Welcome to GCMCWorkflow’s documentation!

Welcome to the documentation for GCMCWorkflow, a package for automating Grand Canonical Monte Carlo sampling of porous materials.

Installing GCMCWorkflow

Installing the GCMCWorkflow package

The easiest way to install the GCMCWorkflow Python package is using Anaconda from the conda-forge channel:

conda install -c conda-forge gcmcworkflow

or pip:

pip install gcmcworkflow

Setting up a Launchpad

GCMCWorkflow is powered by Fireworks and requires a functioning LaunchPad (database of jobs). For instructions on how to do this, please consult the official instructions Ultimately this should result in a my_launchpad.yaml file, which works with the various Fireworks commands such as lpad get_fws.

Setting up required drivers

GCMCWorkflow does not perform the individual GCMC simulations, but instead relies on a driver program beneath it. I.e. you use GCMCWorkflow, GCMCWorkflow uses Raspa.

GCMCWorkflow can currently use the following drivers:

GCMCWorkflow tutorial

In this tutorial we will automate running three isotherms of Argon in IRMOF-1 using GCMCWorkflow.
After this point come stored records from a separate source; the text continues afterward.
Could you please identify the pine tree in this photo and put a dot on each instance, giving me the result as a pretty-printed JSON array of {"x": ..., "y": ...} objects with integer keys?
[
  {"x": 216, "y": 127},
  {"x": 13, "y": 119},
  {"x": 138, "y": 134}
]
To follow this tutorial, you will need to have installed this package succesfully. To check this, try running gcmcworkflow -h from the terminal, you should see the help message for the command line tool we will be using.

Preparing input files

In order to run our GCMC simulations we must provide a single working input for Raspa. This file will be used as a template for all further simulations, with the temperature, pressure and simulation duration settings being customised as necessary. The forcefield setup and MC move descriptions will not be modified however, so these should be checked!

For this tutorial you can use your own Raspa input files, or alternatively by running the following command you can use the tutorial example files:

gcmcworkflow tutorial gen_inputfiles

Preparing the spec file

With the Raspa input ready, we now create the input file for GCMCWorkflow, know as the ‘spec’ file. This file will have all the information on sampling we want to perform, using the Raspa input we just prepared.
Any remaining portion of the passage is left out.